Ladenburg „Work-Café“ zur Bürgerbeteiligung am Radverkehrskonzept im Domhofsaal / Erste Ergebnisse liegen vor

Radler sind „Experten vor Ort“

„Ladenburg ist dazu vorbestimmt, eine Radstadt zu werden.“ Damit äußerte Bürgermeister Stefan Schmutz eine Vision. Dafür sprächen kurze Wege, kaum Steigungen und relativ wenige Parkplätze für Autos. „Dieser Nachteil bringt uns dazu, intensiver über Radwege nachzudenken“, sagte Schmutz beim „Work-Café“ zur Bürgerbeteiligung am Radverkehrskonzept. Rund 50 Interessierte und überwiegend leidenschaftliche Radler waren dazu in den Domhofsaal gekommen.

Die Planer haben sich schon einen Kopf gemacht: Auf den Thementischen lagen anschauliche Karten und Grafiken aus. Es gibt rund 50 übersichtliche Maßnahmenblätter. „Wichtig ist uns, dass sie unsere Verbesserungsvorschläge in eine Reihenfolge der Wichtigkeit bringen“, erklärte Anna Struve. Die städtische Umweltberaterin, die das Konzept zusammen mit dem Karlsruher Fachbüro Koehler & Leutwein ausgearbeitet hat, zeigte sich „sehr zufrieden“ mit der Resonanz an diesem Abend. Beim Justieren dieses „Leitbilds für spätere Planungen“ (Schmutz) seien Bürger „die Experten vor Ort“. Dies betonte Fachplaner Stefan Wammetsberger, der das Gutachten seines Hauses als strategisches Papier verstanden wissen will: „Es soll als Zielsetzung dienen, wohin sich Ladenburg in Sachen Radverkehr entwickeln soll.“

Wie am Freitag bereits ausführlich über die wichtigsten möglichen Maßnahmen berichtet, entscheidet der Gemeinderat erst dann über das Konzept, wenn die Ergebnisse dieses Abends und weitere Eingaben von Einwohnern ausgewertet sind. Dies ist Schmutz ganz wichtig: „Auch wer heute nicht dabei ist oder wem noch etwas einfällt, was ihm wichtig wäre, kann uns noch bis Mittwoch, 11. Dezember, Rückmeldung geben.“ Das 65-seitige Gutachten steht auf der städtischen Internetseite (https://bit.ly/2pnpFtm) und liegt zur Einsicht im Rathausflur im zweiten Obergeschoss aus.

Eine Mini-Umfrage unter Teilnehmern ergab dieses Bild: „Ich finde das ,Work-Café’ zum Thema Radverkehr sehr gut, weil es besonders erwünscht ist, dass ich meine Erfahrungen als Radfahrerin einbringe“, sagte eine Ladenburgerin, die täglich zur Pädagogischen Hochschule nach Heidelberg-Neuenheim radelt.

„Ich bin viel mit dem Rad unterwegs, deshalb ist mir das Radkonzept sehr wichtig“, erklärte Rainer Sextroh.
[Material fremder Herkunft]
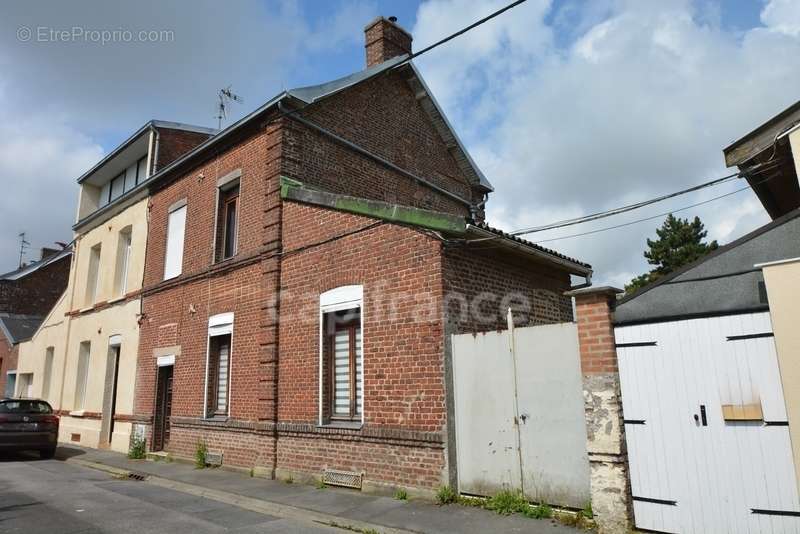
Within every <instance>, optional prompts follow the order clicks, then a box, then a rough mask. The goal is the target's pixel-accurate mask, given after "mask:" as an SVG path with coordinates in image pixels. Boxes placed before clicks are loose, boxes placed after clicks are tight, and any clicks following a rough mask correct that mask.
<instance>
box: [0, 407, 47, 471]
mask: <svg viewBox="0 0 800 534" xmlns="http://www.w3.org/2000/svg"><path fill="white" fill-rule="evenodd" d="M57 443H58V416H57V415H54V414H53V408H52V407H51V406H50V404H48V403H47V402H45V401H43V400H38V399H2V400H0V451H28V450H33V451H39V454H40V455H41V457H42V458H52V457H53V456H54V455H55V453H56V445H57Z"/></svg>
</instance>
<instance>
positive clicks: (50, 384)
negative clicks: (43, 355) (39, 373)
mask: <svg viewBox="0 0 800 534" xmlns="http://www.w3.org/2000/svg"><path fill="white" fill-rule="evenodd" d="M55 359H56V348H55V347H52V346H50V347H47V348H46V349H45V350H44V368H43V369H42V398H43V399H44V400H48V399H49V398H50V386H51V383H52V381H53V365H55Z"/></svg>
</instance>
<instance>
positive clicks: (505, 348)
mask: <svg viewBox="0 0 800 534" xmlns="http://www.w3.org/2000/svg"><path fill="white" fill-rule="evenodd" d="M452 341H453V379H454V380H453V381H454V393H455V420H456V454H457V464H458V481H459V490H460V491H461V492H462V493H470V494H475V495H493V494H495V493H496V492H497V491H499V490H501V489H514V490H522V491H523V492H524V493H525V496H526V497H528V498H529V499H531V500H535V501H541V502H547V503H550V504H558V505H564V506H573V507H583V506H585V505H586V504H587V503H588V502H589V459H588V455H587V453H586V427H585V423H584V412H583V393H582V391H583V390H582V383H581V372H580V359H579V355H578V334H577V328H576V326H575V324H573V323H564V324H554V325H544V326H529V327H524V328H512V329H511V330H510V331H509V330H506V331H502V332H486V333H482V334H476V335H473V334H460V335H455V336H453V338H452Z"/></svg>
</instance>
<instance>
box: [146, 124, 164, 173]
mask: <svg viewBox="0 0 800 534" xmlns="http://www.w3.org/2000/svg"><path fill="white" fill-rule="evenodd" d="M150 130H151V131H152V132H153V134H154V135H155V138H156V141H155V143H154V145H153V152H152V154H153V166H152V167H151V168H150V174H155V173H156V171H157V169H158V143H159V142H160V141H161V133H160V132H159V131H158V128H156V127H155V126H154V125H152V124H151V125H150ZM149 177H150V176H148V178H149Z"/></svg>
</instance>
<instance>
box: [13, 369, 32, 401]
mask: <svg viewBox="0 0 800 534" xmlns="http://www.w3.org/2000/svg"><path fill="white" fill-rule="evenodd" d="M17 384H18V386H17V397H20V398H24V399H30V398H31V397H33V373H20V374H19V377H18V380H17Z"/></svg>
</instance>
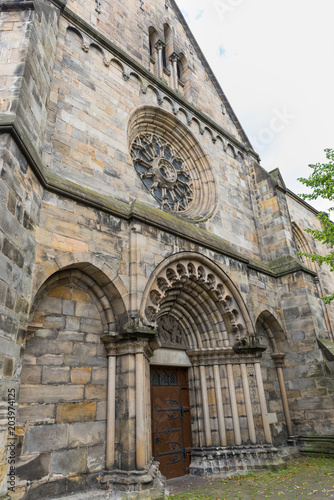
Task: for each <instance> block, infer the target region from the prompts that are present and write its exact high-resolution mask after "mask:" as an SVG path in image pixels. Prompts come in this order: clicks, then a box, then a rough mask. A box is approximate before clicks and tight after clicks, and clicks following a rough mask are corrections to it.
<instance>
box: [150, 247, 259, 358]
mask: <svg viewBox="0 0 334 500" xmlns="http://www.w3.org/2000/svg"><path fill="white" fill-rule="evenodd" d="M166 317H167V318H170V321H171V322H172V323H173V322H174V323H175V324H178V325H179V326H180V328H181V330H182V331H183V334H184V336H185V337H186V339H187V342H186V344H187V345H188V347H190V348H197V347H198V348H201V347H205V348H216V347H230V346H231V345H234V343H235V342H236V341H238V340H240V339H242V338H244V337H246V336H247V335H253V334H254V328H253V325H252V322H251V319H250V316H249V314H248V311H247V308H246V306H245V304H244V301H243V299H242V297H241V295H240V293H239V291H238V290H237V288H236V286H235V285H234V284H233V282H232V281H231V280H230V278H229V277H228V276H227V274H226V273H225V272H224V271H223V270H222V269H221V268H220V267H218V266H217V264H215V263H214V262H212V261H211V260H210V259H208V258H207V257H204V256H203V255H200V254H197V253H192V252H180V253H178V254H175V255H173V256H171V257H169V258H167V259H165V260H164V261H163V262H161V263H160V265H159V266H158V267H157V268H156V270H155V271H154V272H153V274H152V276H151V278H150V280H149V282H148V283H147V286H146V289H145V292H144V295H143V299H142V304H141V309H140V318H141V320H142V322H143V323H144V324H146V325H150V326H154V327H157V326H159V322H160V321H162V319H163V318H166Z"/></svg>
Man könne jedoch kaum den Radverkehr alleine betrachten. Es sei vielmehr wichtig, einen ganzheitlichen Ansatz zu verfolgen, der andere Faktoren wie Schulen und ruhenden Verkehr mitberücksichtige. „Als jemand, der täglich mit dem Rad fährt, bin ich im Großen und Ganzen begeistert von dem Konzept“, sagte Markus Buchner.

„Das ist ein toller Ansatz, weil so viele Details berücksichtigt werden, und deshalb bleibt für mich kaum etwas zu wünschen übrig, auch wenn manches Wünschenswerte Utopie bleiben wird“, fand Axel Juedtz, der ehemalige Radverkehrsbeauftragte am Carl-Benz-Gymnasium.